BOSTON (CBS) — Chris Sale will make his Red Sox debut on Wednesday, and he has a reputation for being a competitor on the mound. Case in point: over the last two years, Sale has hit 30 batters, tied for first in baseball with Jimmy Nelson.
Nothing wrong with a little bit of nasty, right?
And now that he’s teamed with Rick Porcello, the Red Sox might actually have two guys at the top of the rotation who will throw inside, the consequences be damned.

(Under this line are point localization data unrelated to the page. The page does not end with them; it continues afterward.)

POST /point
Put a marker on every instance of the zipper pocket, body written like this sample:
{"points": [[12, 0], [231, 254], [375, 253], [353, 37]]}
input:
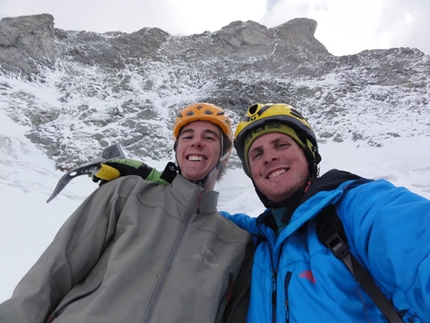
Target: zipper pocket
{"points": [[286, 285]]}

Let’s go back to Opening Day for a second. In the fourth inning, Francisco Cervelli came to the plate and belted a ball toward the triangle in right-center field that Jackie Bradley ran down before crashing into the side of the Red Sox bullpen. You undoubtedly remember the catch. What you may not remember is the pitch, circled here in blue – a fastball down and away. You can even see Cervelli starting to reach for the ball as he begins his swing.
Here’s the result of that pitch:
Now say what you want about Cervelli, who’s a decent hitter, but he had one home run all of last year. When a guy like that starts driving a ball to the deepest part of Fenway Park, well, a pitcher may not like it.
So what did Porcello do? The next time Cervelli came up, in the seventh, he whipped a two-seam fastball up and in that knocked Cervelli (who dramatically reacted) on his back. On the next pitch, Porcello did the exact same thing. This is what the image looked like after the first of the two pitches, the ball having already disappeared in catcher Sandy Leon’s glove:
To his credit, Cervelli didn’t overreact on the second pitch – though he did look up at catcher Leon with an inquisitive look on his face. With two fastballs under the chin clearly in Cervelli’s mind, Porcello then threw a fastball down and away again – for a called strike. Just like that, Porcello had reclaimed the part of the plate that Cervelli owned in the previous at-bat.
Again, to his credit – and as a testament to his competitiveness – Cervelli hung in there and ended up doubling off the left-field wall, albeit on a ball that Porcello threw on the inner half of the plate. Nonetheless, the entire sequence helps illustrate the “game within the game” that can take place in Major League Baseball – without any stupidity of a player charging the mound – and highlight the benefit of pitching inside.
Oh, we almost forgot: behind Sale and Nelson in hit batters over the last two seasons? Porcello with 23. Last year, Porcello hit a career-high 13 batters. He had the best year of his career and won the American League Cy Young Award.